Re: Linux sockets binding issues
Hi, I wish to thank everyone that answered me. In deed the problem was TIME_WAIT, because the client did not close the connection when I closed mine. The SO_REUSEADDR seems to solve the problem. Thanks again, Ido On 8/25/07, ik [EMAIL PROTECTED] wrote: Hello List, I have this weird problem that I can't figure out with Linux's sockets. I have a server that I'm writing that bind a port to 0.0.0.0, now when I disconnect, and quit the server and then re-run the server, sometimes (not all of the time) the binding is failing as the port is still binded, however netstat -lnp does not show any indication for such binding to still be existed, and it takes few seconds until I'm able to restart the server without any issues. Now this issue does not always exists, so I don't know exactly what to look for.
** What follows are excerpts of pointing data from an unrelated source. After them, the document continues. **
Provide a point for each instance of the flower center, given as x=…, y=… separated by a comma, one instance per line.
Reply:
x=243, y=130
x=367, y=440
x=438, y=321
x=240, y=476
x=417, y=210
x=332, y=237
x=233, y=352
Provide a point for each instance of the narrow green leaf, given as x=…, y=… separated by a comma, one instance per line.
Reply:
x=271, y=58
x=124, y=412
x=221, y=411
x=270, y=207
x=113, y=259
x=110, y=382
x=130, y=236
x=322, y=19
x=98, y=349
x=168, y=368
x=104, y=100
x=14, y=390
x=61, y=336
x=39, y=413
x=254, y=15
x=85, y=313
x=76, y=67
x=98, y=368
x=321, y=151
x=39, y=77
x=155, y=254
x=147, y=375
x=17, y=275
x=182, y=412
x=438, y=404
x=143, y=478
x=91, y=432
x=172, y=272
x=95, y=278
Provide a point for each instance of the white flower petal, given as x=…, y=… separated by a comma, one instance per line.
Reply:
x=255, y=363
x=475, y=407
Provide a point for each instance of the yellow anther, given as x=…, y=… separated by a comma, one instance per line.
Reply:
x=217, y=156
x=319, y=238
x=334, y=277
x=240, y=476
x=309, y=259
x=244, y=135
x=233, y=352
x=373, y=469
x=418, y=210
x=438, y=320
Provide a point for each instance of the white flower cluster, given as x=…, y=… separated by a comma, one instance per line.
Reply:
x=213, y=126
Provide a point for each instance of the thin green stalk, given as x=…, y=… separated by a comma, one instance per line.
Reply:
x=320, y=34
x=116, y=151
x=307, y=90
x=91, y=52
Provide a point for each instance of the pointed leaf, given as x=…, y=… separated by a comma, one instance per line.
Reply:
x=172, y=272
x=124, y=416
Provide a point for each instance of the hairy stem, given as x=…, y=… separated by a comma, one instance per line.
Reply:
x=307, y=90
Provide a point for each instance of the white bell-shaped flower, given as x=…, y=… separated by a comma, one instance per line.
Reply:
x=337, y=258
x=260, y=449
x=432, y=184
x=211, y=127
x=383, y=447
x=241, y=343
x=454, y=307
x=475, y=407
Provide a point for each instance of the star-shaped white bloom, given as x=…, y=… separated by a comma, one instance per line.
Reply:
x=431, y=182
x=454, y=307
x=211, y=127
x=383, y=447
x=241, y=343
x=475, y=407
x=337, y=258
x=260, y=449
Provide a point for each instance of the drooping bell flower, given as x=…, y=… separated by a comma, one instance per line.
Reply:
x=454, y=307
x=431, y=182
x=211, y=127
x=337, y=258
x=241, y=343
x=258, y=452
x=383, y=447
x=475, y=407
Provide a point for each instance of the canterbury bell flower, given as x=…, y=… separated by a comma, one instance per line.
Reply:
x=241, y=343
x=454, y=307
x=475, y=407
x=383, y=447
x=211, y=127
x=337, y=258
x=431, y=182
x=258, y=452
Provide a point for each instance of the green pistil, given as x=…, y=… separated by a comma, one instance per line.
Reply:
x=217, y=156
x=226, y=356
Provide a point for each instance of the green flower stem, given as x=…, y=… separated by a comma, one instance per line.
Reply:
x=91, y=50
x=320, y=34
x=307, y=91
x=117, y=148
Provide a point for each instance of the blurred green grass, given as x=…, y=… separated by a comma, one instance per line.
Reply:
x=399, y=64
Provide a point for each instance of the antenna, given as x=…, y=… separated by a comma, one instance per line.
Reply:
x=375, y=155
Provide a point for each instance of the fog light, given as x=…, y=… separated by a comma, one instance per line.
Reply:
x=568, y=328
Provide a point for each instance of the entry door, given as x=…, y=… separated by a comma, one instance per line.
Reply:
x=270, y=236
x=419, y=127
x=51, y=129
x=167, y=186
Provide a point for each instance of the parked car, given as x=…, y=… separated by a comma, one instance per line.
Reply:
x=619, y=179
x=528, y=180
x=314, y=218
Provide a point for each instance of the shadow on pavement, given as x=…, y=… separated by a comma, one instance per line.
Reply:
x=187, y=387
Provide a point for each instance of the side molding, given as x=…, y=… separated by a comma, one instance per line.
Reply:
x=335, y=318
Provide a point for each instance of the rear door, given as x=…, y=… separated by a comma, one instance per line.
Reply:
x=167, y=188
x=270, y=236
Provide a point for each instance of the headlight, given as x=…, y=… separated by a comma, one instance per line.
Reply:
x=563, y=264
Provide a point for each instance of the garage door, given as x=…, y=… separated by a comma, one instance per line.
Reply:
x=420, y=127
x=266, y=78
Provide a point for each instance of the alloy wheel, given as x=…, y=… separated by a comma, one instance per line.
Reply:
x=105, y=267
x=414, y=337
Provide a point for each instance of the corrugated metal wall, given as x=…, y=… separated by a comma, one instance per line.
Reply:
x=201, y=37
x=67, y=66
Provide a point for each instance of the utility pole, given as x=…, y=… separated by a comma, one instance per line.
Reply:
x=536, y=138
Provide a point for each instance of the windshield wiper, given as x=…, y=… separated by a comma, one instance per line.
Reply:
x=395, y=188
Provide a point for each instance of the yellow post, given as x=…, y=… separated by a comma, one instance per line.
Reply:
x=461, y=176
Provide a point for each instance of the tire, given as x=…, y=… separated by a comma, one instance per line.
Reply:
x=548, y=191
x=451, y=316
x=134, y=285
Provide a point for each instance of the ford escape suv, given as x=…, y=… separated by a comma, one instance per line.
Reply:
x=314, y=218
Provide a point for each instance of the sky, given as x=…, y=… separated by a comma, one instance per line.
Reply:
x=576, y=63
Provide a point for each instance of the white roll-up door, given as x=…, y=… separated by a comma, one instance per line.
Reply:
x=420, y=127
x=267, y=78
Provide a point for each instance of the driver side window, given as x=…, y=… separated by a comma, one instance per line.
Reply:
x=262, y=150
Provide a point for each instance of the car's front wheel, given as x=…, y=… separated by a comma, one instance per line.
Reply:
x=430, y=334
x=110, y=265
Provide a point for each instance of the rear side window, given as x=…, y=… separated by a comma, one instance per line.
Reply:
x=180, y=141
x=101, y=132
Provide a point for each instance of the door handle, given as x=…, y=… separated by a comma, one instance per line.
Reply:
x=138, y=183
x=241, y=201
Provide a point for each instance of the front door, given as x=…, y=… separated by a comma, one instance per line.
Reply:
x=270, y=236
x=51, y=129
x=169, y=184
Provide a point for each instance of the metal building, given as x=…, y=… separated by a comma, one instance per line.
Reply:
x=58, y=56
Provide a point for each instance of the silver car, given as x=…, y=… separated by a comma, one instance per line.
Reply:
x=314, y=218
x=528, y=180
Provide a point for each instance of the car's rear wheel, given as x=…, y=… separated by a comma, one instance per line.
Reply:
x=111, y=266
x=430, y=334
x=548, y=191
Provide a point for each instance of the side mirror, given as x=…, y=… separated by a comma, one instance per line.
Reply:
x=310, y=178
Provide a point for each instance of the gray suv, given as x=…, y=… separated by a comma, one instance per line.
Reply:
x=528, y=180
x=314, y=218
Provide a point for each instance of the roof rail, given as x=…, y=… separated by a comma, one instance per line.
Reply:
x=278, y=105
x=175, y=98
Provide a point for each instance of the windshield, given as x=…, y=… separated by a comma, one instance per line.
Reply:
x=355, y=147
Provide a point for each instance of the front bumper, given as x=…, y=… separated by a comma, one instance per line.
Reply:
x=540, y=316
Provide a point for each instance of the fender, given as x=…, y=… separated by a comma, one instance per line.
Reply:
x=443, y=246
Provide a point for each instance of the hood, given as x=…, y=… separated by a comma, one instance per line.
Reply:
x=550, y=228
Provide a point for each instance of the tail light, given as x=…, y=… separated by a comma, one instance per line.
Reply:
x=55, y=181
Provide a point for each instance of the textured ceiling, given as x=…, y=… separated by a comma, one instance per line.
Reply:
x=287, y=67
I'm using a multi-platform socket library named lnet (that I'm adding some new features), and this issue only exists on Linux, while BSD, MacOSX and Windows does not have such problem. I'm using Kubuntu 7.04 with kernel 2.6.20 So I'm looking for pointers and tips on what should I be looking for in order to understand what is happening. Thanks, Ido -- http://ik.homelinux.org/ -- http://ik.homelinux.org/ = To unsubscribe, send mail to [EMAIL PROTECTED] with the word unsubscribe in the message body, e.g., run the command echo unsubscribe | mail [EMAIL PROTECTED]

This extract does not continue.